Two-dimensional (2D) nanosheets exhibit attractive properties, making them promising candidates for different applications. The properties of these nanosheets largely depend on their composition and structure. Among the existing techniques, secondary processing of 2D nanosheets has proved effective for modulating the material properties and fabricating devices. For example, drilling graphene through oxygen plasma treatment can produce semiconducting graphene nanomesh while the scission of the 2D nanosheets can lead to the formation of twisted bilayer 2D materials with fascinating properties.

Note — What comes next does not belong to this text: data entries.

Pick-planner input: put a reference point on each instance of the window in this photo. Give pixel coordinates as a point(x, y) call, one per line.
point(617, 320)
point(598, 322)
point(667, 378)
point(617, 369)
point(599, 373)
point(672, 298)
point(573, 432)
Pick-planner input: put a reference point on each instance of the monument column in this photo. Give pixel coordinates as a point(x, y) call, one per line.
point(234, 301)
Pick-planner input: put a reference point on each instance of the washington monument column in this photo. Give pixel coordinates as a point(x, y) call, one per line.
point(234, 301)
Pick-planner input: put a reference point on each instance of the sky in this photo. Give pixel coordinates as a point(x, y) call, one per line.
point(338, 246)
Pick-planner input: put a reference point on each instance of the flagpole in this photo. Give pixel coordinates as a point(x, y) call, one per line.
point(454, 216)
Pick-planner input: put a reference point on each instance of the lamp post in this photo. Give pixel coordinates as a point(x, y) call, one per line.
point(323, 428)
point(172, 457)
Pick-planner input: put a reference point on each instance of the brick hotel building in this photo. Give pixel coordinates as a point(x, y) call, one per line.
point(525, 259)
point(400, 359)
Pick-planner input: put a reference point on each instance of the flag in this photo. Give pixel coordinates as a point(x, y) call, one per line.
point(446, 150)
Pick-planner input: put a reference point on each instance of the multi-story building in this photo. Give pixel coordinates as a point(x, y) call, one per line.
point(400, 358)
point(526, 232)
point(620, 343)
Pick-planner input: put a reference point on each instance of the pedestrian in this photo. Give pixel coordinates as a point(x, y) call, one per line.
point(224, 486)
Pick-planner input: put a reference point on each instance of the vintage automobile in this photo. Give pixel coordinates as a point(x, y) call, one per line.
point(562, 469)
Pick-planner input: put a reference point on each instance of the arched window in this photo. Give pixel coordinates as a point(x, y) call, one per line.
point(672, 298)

Nanosheet fragmentation occurs when they undergo ultrasonic treatment or vigorous agitation to yield irregular shape and size. Interestingly, the shape and size of the sectioned nanosheets can be controlled via scission of nanosheets along the crystallographic axis. Different methods, like scanning probe lithography, have been used to cut and shape 2D nanosheets. However, secondary processing methods remain underdeveloped, especially for scission along the crystallographic axis. This often requires a thorough examination of the crystal orientation of the nanosheet deposited on a substrate, which remains a difficult task.
Among the existing 2D nanosheets, titania nanosheet is not only popular but also among the most studied nanosheets. They have a uniform crystallographic thickness and relatively large aspect ratio and can be obtained as colloidal 2D crystals monodispersed in solutions. With the ability to undergo neat monolayer tiling, titania nanosheet has proved to be suitable material for investigating the dissociation of chemical bonds through the action of intermolecular forces on substrates.
Herein, Dr. Nobuyuki Sakai, Dr. Masahiko Suzuki and Dr. Takayoshi Sasaki from National Institute for Materials Science in Japan developed scission of 2D inorganic nanosheets along crystallographic axis via physical adsorption on a nonflat surface. In their approach, titania nanosheets were used to examine the possibility of using intermolecular forces acting between the substrate surface and nanosheets to drive scission of 2D nanosheets along the crystallographic axis. The chemical bonds inside the nanosheets were dissociated. The effects of the intermolecular forces between the substrate surface and the nanosheets were examined. The work is currently published in the journal, Advanced Materials Interfaces.
The research team showed the orthogonal sectioning of titania nanosheets into substantial rectangular-shaped fragments upon physical adsorption on nonflat surface. During deposition, nanosheets stayed flat on the solvent surface to facilitate the adsorption on the bumpy surface. Thus, the nanosheets were subjected to tensile stress along the lateral direction since the nanosheet area was relatively smaller than the actual area. This tensile stress was induced by the intermolecular forces acting between the substrate surface and the nanosheet upon adsorption process.
The high 2D anisotropy induced significantly large intermolecular forces sufficient to cleave all the chemical bonds across lattice planes orthogonal to the lateral direction of the nanosheets. This resulted in the scission of the nanosheets and the formation of crevices within the nanosheets. The resultant crevices indicated scission along crystallographic axis due to smaller total dissociation energy. Scission was achieved for all the large nanosheets on the substrate surface. Furthermore, the aspect ratio of the nanosheets was among the factors influencing the scission through integrated intermolecular forces.
In summary, scission of 2D nanosheets along the crystallographic axis using spin-coating method was successfully developed. Although the magnitude of the intermolecular forces was much smaller than the dissociation energy, the total intermolecular force exceeded the total dissociation energy across the vertical lattice plane when 2D nanosheet was adsorbed on the substrate. The titania nanosheet sectioning principle demonstrated here is also applicable to 2D materials with other structures and compositions as well as 1D anisotropic materials. In a statement to Advances in Engineering, Dr. Nobuyuki Sakai stated that their findings hopefully will provide a powerful large-scale processing technique for nanomaterials.
Sakai, N., Suzuki, M., & Sasaki, T. (2022). Scission of 2D Inorganic Nanosheets via Physical Adsorption on a Nonflat Surface. Advanced Materials Interfaces, 9(14), 2102591.